UBS: Dubai swims against the tide of the expected real estate bubble for major cities


Dubai – Mubasher: The UBS Global Real Estate Bubble Index for 2021, which is an annual study conducted by the main investment office of the Bank’s Global Wealth Management, confirmed that the risk of a real estate bubble in the world’s largest cities has increased during the current period. , in many of the major cities tracked by the index.

In its study issued on Wednesday, the bank indicated that Dubai is the only real estate market that is expected to move against the trend during the coming period, as it is one of the least undervalued markets.

The study indicated that the decline in prices in Dubai continued until the end of 2020, pointing out that the improvement in the ability to buy homes, the facilitation of mortgage systems, the rise in oil prices, and the economic recovery has finally begun to witness a recovery. She explained that the real estate market prices reached their peak and the quantities supplied fell to a record low level.

The study showed that cities such as Frankfurt, Toronto and Hong Kong top the index this year, with the three cities receiving the most pronounced real estate bubble risk assessments in the housing markets analyzed.

The study indicated that the risks also increased in Munich, Zurich, Vancouver and Stockholm, as these cities returned to the risk of a real estate bubble.

The list was completed with the addition of cities such as Amsterdam and Paris, and all the US cities that were evaluated, including Miami, Los Angeles, San Francisco, Boston and New York – entered the overpricing area.

According to the study, imbalances increased in the housing markets as well in Tokyo, Sydney, Geneva, London, Moscow, Tel Aviv and Singapore.

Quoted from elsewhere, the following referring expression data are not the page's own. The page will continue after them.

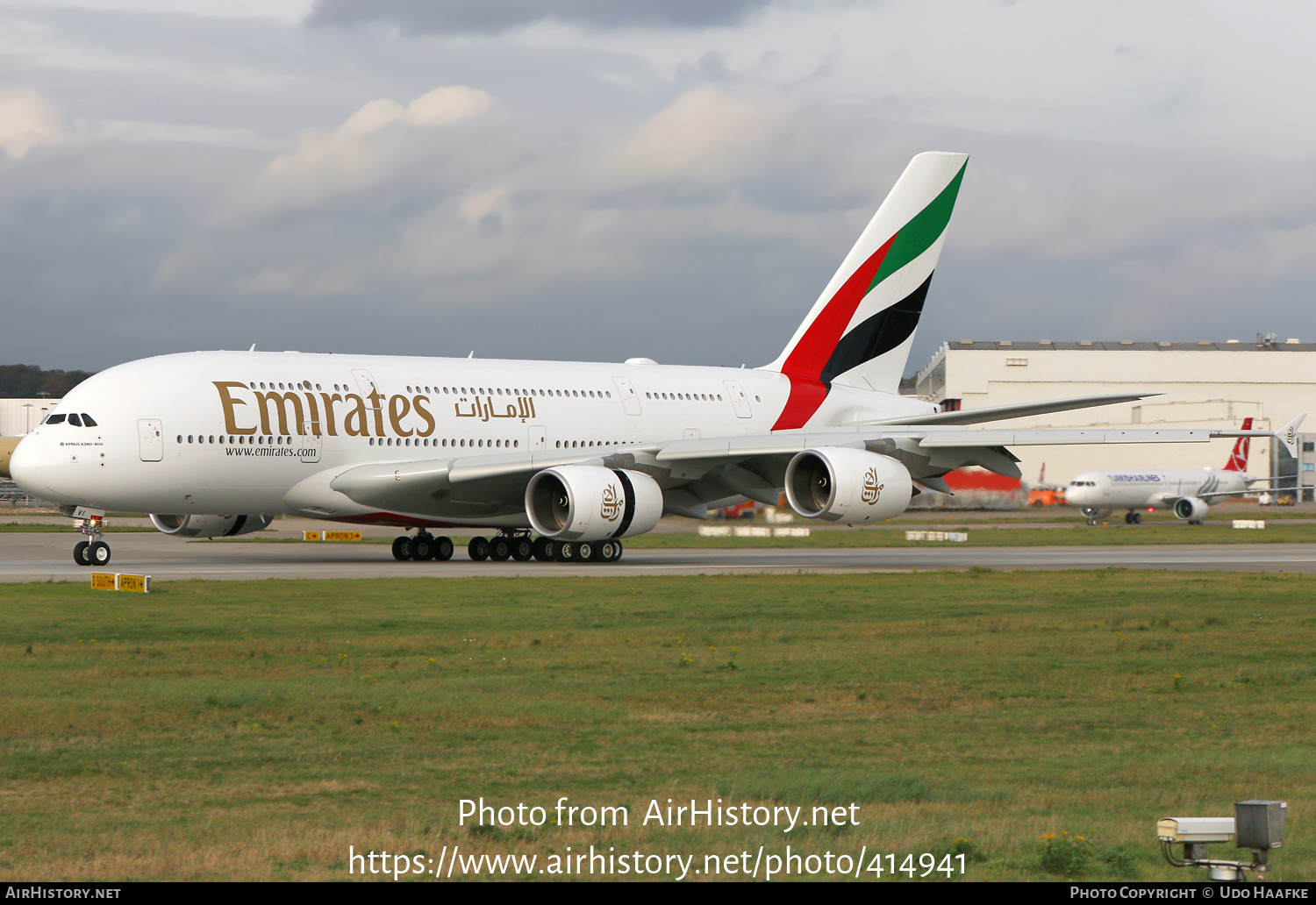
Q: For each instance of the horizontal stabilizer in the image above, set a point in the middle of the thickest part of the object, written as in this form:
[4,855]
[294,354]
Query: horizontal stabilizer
[1289,434]
[1018,410]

According to the study, the rise in housing prices accelerate to 6% in inflation-adjusted prices from mid-2020 to mid-2021. All but four cities experienced a rise in home prices – Milan, Paris, New York and San Francisco. A double rise was also recorded in five cities: Moscow, Stockholm and Pacific cities; Sydney, Tokyo and Vancouver. A set of special circumstances led to the mentioned price hike.

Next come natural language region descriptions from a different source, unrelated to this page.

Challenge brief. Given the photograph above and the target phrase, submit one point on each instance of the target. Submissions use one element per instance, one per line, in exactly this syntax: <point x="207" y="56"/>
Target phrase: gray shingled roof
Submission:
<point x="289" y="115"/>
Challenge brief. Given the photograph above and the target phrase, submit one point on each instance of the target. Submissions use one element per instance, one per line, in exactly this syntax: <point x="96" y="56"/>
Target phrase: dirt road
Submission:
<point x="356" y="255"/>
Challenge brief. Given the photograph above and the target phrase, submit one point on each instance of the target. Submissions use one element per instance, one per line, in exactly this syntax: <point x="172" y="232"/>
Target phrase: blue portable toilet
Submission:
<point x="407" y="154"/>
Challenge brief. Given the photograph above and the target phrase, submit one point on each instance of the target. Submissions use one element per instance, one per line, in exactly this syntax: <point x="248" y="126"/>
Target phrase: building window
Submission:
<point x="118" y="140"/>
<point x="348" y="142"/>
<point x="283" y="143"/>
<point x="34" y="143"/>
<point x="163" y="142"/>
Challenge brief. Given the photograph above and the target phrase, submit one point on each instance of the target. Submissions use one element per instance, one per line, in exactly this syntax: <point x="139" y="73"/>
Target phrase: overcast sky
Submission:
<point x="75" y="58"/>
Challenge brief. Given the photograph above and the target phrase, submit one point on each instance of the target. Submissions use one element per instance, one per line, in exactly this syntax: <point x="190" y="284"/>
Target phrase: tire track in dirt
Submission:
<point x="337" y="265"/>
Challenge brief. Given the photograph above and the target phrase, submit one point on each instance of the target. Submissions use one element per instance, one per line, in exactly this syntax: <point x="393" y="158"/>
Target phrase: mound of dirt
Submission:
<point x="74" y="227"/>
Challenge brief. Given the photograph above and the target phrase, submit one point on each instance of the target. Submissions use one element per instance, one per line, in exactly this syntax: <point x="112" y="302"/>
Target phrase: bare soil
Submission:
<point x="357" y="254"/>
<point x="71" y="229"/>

“The coronavirus pandemic has locked many people inside the walls of their homes, increasing the importance of where they live and increasing the willingness to pay for housing,” said Claudio Sabotelli, Head of Real Estate at UBS Global Wealth Management’s Principal Investment Office.

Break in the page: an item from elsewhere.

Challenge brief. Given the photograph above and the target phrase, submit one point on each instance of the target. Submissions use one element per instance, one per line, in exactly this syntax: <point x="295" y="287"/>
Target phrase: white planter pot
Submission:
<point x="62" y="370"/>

The low user cost of owning a property compared to renting at the present time, coupled with the expectation of constantly increasing property prices, makes property ownership seem attractive to families regardless of price levels and financial leverage. This fundamental reason may keep markets operating for the time being, outstanding mortgage growth has accelerated almost everywhere in the last four quarters, and debt-to-income ratios have risen.

Housing markets have become more dependent on significantly lower interest rates, so the tightening of lending standards could lead to a sudden stop in rate hikes in most markets.

According to the index, in addition to lower financing costs, urbanization has been a mainstay for the rise in real estate prices in city centers in the past decade. However, city life has taken a major hit as a result of the lockdowns. Economic activity has also spread out of city centers towards their suburbs and thus, for the first time since the early 1990s, real estate prices have risen in non-urban areas.

According to the index, although some of the effects may be transient, this reflection weakens the case of the high prices of semi-secured real estate in city centers.

The repercussions of this development are likely to increase in areas experiencing stagnation or shrinkage of the population, where supply will be easier to keep pace with demand.

“It seems that the waning charm of the urban housing market will remain the most likely in the long term even as interest rates continue to fall,” said Matthias Holzi, lead author of the study and head of Swiss real estate for global wealth management at UBS.